Thursday, February 25, 2010

You don't got to be careful all the time.

I was listening to some fiction from the New Yorker magazine on my way to work this morning. (I drive about 45 minutes each way and have taken to listening to downloaded audio books and podcasts during that time — I now actually look forward to it.)

In this morning’s story, one of the characters overheard a healing conversation between his wife and daughter and reported that, “Suddenly, it felt like the weight of the world had slipped off my shoulders, and I didn’t even know I was carrying it.”

It’s a feeling I recognize.

You know how you can have one of those difficult-to-shake colds for so long that you lose track of how long you've had it or even how sick you've been until suddenly, one day, you feel better.
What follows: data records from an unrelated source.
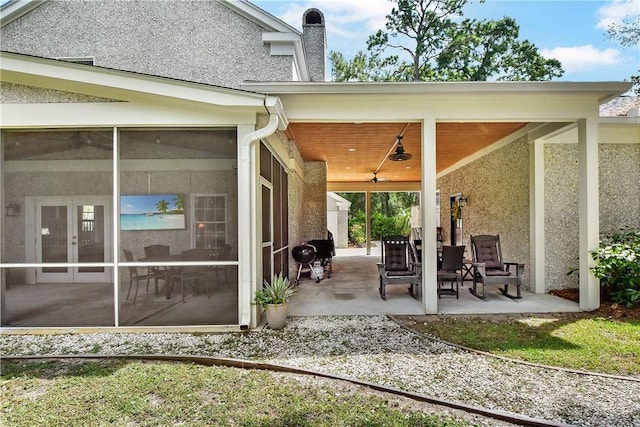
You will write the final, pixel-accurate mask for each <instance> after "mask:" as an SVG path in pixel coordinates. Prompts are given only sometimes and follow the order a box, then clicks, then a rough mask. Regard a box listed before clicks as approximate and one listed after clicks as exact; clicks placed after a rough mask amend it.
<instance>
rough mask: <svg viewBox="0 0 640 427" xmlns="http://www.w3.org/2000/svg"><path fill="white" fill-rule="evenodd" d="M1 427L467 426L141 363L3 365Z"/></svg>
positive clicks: (343, 387)
mask: <svg viewBox="0 0 640 427" xmlns="http://www.w3.org/2000/svg"><path fill="white" fill-rule="evenodd" d="M1 372H2V378H1V380H2V394H1V395H0V425H2V426H7V427H9V426H31V425H33V426H35V425H37V426H61V425H64V426H83V427H84V426H102V425H135V426H169V425H171V426H173V425H183V426H207V425H211V426H214V425H215V426H388V425H393V426H425V427H426V426H466V425H468V424H466V423H465V422H463V421H461V420H455V419H454V418H451V417H446V418H444V417H438V416H436V415H430V414H428V413H425V412H422V411H421V410H420V409H421V408H416V405H415V403H414V404H413V405H412V407H411V408H410V409H409V407H408V405H403V404H402V403H401V401H400V400H399V399H395V398H394V397H389V396H384V395H381V394H379V393H372V392H371V391H367V389H363V388H357V387H354V386H350V385H344V384H343V383H338V382H330V381H319V380H318V379H310V378H309V377H298V376H291V375H287V376H285V375H282V374H277V373H271V372H265V371H247V370H241V369H235V368H225V367H204V366H198V365H192V364H182V363H167V362H163V363H154V362H141V361H122V360H121V361H113V360H101V361H59V360H58V361H26V362H6V361H5V362H3V363H2V366H1Z"/></svg>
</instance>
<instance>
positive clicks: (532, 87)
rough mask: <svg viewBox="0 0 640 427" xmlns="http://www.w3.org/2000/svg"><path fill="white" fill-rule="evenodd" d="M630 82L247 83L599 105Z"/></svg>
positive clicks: (279, 89) (395, 92) (340, 91)
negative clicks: (496, 98) (537, 100)
mask: <svg viewBox="0 0 640 427" xmlns="http://www.w3.org/2000/svg"><path fill="white" fill-rule="evenodd" d="M632 86H633V84H632V83H629V82H550V81H545V82H502V81H501V82H245V83H244V84H243V85H242V87H243V88H244V89H247V90H252V91H256V92H260V93H268V94H272V95H285V94H286V95H304V94H309V95H311V94H326V95H349V94H450V95H455V94H537V95H544V94H549V93H553V94H593V95H595V96H596V97H597V99H598V101H599V102H600V103H604V102H607V101H609V100H611V99H613V98H615V97H617V96H620V95H621V94H623V93H625V92H627V91H629V90H630V89H631V88H632Z"/></svg>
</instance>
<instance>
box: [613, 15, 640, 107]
mask: <svg viewBox="0 0 640 427" xmlns="http://www.w3.org/2000/svg"><path fill="white" fill-rule="evenodd" d="M607 33H608V34H609V38H610V39H613V40H618V42H619V43H620V44H621V45H623V46H629V47H631V48H634V47H637V46H638V44H640V16H637V17H636V18H635V19H631V18H630V17H628V16H627V17H626V18H624V19H623V21H622V24H611V25H610V26H609V28H608V29H607ZM631 81H632V82H634V83H635V92H636V94H637V95H640V68H638V75H637V76H631Z"/></svg>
It takes a good moment to make you realize how normal it had become to feel bad.

The same thing happens to me all the time on a spiritual and psychological level. Something happens. I feel happy or peaceful or relieved or enriched. And only then do I notice I that I haven’t felt that integrated and whole, that happy, for quite a while.
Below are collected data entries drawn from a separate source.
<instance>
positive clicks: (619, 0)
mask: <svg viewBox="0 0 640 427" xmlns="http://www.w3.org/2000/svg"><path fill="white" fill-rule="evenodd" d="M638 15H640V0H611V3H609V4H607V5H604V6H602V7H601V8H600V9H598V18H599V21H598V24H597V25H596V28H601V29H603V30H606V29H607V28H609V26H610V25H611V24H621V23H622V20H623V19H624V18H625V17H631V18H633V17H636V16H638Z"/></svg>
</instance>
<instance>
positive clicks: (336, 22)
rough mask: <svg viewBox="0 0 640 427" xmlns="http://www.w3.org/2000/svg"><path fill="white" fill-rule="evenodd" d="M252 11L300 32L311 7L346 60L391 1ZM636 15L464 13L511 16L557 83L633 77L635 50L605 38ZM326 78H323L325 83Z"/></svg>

The corollary is the thought that my happiness may just … maybe … possibly be more open to choice than I realize — although, even as I write that, I hate the over-simplification of it.

This morning just reminded me of a deep streak of carefulness in me. I hold my breath without noticing. I do it a lot — until I stop.

It’s refreshing to be reminded, as I was by that line in the story, that I don’t have to be careful all the time. And when that happens there’s a weight-of-world-slipping-away experience. It feels good.